Jason Prosper grew up in the elite world of Manhattan penthouses, Maine summer estates, old-boy prep schools, and exclusive sailing clubs. A smart, athletic teenager, Jason maintains a healthy, humorous disdain for the trappings of affluence, preferring to spend afternoons sailing with Cal, his best friend and boarding-school roommate. When Cal commits suicide during their junior year at Kensington Prep, Jason is devastated by the loss and transfers to Bellingham Academy. There, he meets Aidan, a fellow student with her own troubled past. They embark on a tender, awkward, deeply emotional relationship.
When a major hurricane hits the New England coast, the destruction it causes brings with it another upheaval in Jason's life, forcing him to make sense of a terrible secret that has been buried by the boys he considers his friends.

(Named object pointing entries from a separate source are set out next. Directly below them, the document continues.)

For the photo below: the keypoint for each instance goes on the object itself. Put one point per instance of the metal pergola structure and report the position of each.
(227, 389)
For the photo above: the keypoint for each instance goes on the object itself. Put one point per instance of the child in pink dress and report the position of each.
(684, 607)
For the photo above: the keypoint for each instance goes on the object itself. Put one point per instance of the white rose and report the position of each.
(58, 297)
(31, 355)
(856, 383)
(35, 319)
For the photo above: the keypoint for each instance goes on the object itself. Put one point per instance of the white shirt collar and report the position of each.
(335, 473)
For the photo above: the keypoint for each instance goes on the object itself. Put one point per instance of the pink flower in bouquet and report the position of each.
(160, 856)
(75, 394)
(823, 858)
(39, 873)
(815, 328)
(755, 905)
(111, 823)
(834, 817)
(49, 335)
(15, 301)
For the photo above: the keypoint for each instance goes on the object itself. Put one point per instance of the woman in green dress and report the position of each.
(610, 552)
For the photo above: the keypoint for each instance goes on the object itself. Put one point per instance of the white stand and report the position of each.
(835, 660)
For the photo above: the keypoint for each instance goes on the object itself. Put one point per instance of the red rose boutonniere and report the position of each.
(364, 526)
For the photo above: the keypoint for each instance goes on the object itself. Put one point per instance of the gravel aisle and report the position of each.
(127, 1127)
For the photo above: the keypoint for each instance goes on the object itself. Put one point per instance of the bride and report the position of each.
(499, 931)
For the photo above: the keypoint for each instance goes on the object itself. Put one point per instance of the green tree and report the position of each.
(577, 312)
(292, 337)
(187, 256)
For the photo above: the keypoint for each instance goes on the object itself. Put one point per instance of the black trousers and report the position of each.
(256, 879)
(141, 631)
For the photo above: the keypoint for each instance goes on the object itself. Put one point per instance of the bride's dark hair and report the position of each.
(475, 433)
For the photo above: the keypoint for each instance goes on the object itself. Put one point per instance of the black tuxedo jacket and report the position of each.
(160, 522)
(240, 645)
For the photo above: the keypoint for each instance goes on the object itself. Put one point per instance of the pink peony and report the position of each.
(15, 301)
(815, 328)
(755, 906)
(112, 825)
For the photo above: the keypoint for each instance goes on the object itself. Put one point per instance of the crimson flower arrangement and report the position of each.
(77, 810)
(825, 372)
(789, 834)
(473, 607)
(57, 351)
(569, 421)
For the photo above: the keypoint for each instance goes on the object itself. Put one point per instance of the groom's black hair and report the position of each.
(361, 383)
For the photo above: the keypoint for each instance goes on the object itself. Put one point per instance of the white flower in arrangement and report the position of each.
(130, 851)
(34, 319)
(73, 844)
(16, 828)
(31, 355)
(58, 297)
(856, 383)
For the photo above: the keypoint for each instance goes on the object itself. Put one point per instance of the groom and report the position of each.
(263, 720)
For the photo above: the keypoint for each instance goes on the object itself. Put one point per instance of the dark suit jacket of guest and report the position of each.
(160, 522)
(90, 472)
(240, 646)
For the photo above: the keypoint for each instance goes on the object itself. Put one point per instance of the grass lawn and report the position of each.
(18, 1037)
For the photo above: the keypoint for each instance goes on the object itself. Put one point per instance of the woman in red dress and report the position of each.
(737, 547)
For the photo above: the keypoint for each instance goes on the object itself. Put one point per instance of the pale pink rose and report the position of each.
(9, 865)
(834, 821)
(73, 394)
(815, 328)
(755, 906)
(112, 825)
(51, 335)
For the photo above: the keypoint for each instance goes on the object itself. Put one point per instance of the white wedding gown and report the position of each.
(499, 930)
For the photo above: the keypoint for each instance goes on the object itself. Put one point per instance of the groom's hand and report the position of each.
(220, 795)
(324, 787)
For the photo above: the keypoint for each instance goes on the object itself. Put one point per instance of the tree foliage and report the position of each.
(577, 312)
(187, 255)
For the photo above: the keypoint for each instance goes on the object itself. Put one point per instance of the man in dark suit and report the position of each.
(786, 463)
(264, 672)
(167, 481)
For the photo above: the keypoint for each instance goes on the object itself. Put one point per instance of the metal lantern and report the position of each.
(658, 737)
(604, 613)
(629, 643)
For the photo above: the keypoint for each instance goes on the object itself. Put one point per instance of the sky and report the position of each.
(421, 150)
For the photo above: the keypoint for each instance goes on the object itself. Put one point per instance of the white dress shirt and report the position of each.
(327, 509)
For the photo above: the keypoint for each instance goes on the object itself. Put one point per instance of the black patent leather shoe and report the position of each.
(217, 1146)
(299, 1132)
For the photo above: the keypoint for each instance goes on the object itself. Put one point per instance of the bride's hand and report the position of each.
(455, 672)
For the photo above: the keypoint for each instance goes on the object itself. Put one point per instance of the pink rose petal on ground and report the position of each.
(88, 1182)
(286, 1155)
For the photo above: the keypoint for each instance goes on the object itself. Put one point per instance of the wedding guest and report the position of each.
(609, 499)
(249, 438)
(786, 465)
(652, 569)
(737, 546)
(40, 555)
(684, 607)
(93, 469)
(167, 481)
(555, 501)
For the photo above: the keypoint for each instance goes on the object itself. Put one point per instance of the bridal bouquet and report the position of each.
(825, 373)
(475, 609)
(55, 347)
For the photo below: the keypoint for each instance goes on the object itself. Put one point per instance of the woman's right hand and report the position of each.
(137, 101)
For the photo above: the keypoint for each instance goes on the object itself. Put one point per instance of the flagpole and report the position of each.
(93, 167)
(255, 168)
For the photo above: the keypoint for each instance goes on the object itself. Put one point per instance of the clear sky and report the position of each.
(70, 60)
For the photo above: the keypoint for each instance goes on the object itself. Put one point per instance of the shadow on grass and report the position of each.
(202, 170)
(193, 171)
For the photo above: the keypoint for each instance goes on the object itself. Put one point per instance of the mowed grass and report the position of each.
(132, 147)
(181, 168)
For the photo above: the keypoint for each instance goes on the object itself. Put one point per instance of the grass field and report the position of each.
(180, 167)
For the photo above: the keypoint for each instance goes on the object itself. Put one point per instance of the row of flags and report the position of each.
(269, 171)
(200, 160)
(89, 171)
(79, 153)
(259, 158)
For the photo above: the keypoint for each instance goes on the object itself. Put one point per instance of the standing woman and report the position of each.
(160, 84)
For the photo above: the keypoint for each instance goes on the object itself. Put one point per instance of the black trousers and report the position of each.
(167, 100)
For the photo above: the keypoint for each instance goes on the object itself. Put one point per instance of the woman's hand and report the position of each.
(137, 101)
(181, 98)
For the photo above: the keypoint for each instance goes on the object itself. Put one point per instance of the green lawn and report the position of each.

Set against the backdrop of the 1987 stock market collapse, The Starboard Sea Amber Dermont is an examination of the abuses of class privilege, the mutability of sexual desire, the thrill and risk of competitive sailing, and the adult cost of teenage recklessness. It is a powerful and provocative novel about a young man finding his moral center, trying to forgive himself, and accepting the gift of love.
Editorial Reviews
“Dermont draws the tony campus life in The Starboard Sea with an insider's hand. Dermont is a seasoned sailor, and readers in Annapolis will get a charge out of her exact, salty depictions of nautical rigging, knots, and gear. She also writes vividly about the strategy of sailing. One of the most refreshing aspects of the novel is Dermont's candid treatment of race. Jason has been compared to Nick Carraway for his sober narration and keen sensitivity to the decadence of his peers, and in more than a few instances The Starboard Sea feels like a distant cousin of The Great Gatsby.” ―The Washington Post
“The Starboard Sea has permanently parted ways with the predictable. This is not a strictly prep school story. Its secrets are not tacked on or contrived. It is a rich, quietly artful novel that is bound for deep water, with questions of beauty, power and spiritual navigation as its main concerns. The title refers not to the right side of a boat but to the right course through life, and the immense difficulty of finding and following it.” ―Janet Maslin, The New York Times
“Vividly written. Dermont shows real spark in her sensual descriptions of sailing and her realistic depiction of the malevolent dynamics among sophisticated teens.” ―Booklist
“Engrossing. . .Captivating and inspired. Jason is a fiercely likeable first-person narrator and romantic hero. The steady, restrained unmasking of Jason's history. . .is one of the novel's many achievements. But perhaps its greatest pleasure is the delight its characters take in the sea. Dermont's prose glides across the ocean. . .The language of sailing is lovely, both simple and elaborate, unexpectedly sexy and inexhaustibly metaphorical. Dermont writes about sailing with such precision and authority it's hard to believe she's not a salty old sea captain. She's as assured a writer as Jason is a sailor, coasting through the story with agility and grace. . .Dermont adeptly charts the fine calibrations of teenage love and shame and belonging.” ―Eleanor Henderson, The New York Times Sunday Book Review
About the Author
Amber Dermont received her MFA in fiction from the University of Iowa Writers' Workshop. Her short stories have appeared in numerous literary magazines and anthologies, including Dave Eggers's Best American Nonrequired Reading 2005, Francis Ford Coppola's Zoetrope: All-Story, and Jane Smiley's Best New American Voices 2006. A graduate of Vassar College, she received her Ph.D. in creative writing and literature from the University of Houston. She currently serves as an associate professor of English and creative writing at Agnes Scott College in Decatur, Georgia and is also the author of the story collection Damage Control.